Wie lange dauert die Fachkraft für Straßen- und Verkehrstechnik Ausbildung?

Die Ausbildung dauert 36 Monate. Bei einer dualen Ausbildung wechseln sich Phasen in der Berufsschule und im Betrieb ab. Bei einer schulischen Ausbildung lernst du Theorie und Praxis in der Berufsschule bzw. in der Fachakademie.

3.

Was macht man in der Ausbildung als Fachkraft für Straßen- und Verkehrstechnik?
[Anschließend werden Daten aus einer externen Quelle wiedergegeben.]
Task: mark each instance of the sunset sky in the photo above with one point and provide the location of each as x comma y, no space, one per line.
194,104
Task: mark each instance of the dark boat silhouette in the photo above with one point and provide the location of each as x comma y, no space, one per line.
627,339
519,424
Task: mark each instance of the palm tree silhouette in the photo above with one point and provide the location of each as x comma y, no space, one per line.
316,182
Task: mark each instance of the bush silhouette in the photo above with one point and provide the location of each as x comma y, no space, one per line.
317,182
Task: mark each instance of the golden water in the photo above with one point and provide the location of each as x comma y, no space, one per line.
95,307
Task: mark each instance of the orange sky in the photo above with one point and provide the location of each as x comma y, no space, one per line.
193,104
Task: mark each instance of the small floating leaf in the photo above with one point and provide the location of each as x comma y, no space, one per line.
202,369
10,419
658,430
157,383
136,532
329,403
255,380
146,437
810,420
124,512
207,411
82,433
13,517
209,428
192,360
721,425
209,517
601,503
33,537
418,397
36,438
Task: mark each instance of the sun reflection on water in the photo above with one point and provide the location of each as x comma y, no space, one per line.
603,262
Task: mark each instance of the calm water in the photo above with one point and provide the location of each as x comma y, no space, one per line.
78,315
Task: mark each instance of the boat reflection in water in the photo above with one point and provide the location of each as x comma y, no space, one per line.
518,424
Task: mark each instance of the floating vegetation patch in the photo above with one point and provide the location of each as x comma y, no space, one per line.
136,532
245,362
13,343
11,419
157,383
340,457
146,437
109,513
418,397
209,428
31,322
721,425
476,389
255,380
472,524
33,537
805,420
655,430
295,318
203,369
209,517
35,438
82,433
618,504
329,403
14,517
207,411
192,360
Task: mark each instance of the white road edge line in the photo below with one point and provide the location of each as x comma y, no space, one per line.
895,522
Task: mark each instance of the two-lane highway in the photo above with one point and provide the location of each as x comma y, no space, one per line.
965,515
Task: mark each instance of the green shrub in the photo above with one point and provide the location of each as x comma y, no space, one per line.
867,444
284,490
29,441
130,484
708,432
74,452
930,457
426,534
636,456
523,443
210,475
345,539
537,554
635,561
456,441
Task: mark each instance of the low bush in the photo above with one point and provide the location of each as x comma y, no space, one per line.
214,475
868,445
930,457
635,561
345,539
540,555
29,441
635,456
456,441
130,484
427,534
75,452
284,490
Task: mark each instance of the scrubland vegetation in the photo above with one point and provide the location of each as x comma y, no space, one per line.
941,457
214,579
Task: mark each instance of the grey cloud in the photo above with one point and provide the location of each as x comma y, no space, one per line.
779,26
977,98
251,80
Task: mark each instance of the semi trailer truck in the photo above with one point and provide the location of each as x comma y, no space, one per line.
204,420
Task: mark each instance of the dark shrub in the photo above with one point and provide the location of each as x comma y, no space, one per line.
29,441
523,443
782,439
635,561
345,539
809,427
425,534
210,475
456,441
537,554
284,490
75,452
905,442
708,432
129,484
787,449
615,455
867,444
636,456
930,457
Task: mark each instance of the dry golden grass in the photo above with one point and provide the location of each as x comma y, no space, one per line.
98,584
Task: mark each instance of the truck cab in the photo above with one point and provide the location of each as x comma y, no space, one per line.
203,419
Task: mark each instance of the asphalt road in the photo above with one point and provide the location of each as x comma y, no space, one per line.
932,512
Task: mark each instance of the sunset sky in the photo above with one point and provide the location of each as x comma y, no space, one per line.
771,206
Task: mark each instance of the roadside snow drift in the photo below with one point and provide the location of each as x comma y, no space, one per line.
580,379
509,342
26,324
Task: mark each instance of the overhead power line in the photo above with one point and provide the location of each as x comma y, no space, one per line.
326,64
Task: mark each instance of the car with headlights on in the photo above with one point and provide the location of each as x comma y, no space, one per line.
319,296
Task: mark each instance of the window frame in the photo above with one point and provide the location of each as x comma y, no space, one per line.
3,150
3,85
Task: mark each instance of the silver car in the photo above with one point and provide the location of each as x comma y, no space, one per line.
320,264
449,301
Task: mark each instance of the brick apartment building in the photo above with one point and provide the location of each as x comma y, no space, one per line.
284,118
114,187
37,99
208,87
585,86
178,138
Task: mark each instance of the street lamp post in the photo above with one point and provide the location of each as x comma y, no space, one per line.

  • Deine Arbeit als Fachkraft für Straßen- und Verkehrstechnik umfasst das Erheben und Auswerten von Verkehrsdaten sowie die Durchführung von Vermessungsarbeiten. Du arbeitest oft im Team und planst so anstehende Bauarbeiten.
  • Du arbeitest nicht nur unter freiem Himmel, sondern auch im Büro.
  • Der Ausbildungsberuf fällt in den Bereich Verkehr und Logistik.
4.

Welche Voraussetzungen sollte ich für die Ausbildung als Fachkraft für Straßen- und Verkehrstechnik mitbringen?

Die besten Chancen auf einen Ausbildungsplatz hast du mit einem Abitur / Fachabitur. Außerdem solltest du gute Noten in Technik/Werken, Physik, Mathe und Deutsch haben.

5.

Passt der Beruf Fachkraft für Straßen- und Verkehrstechnik zu mir?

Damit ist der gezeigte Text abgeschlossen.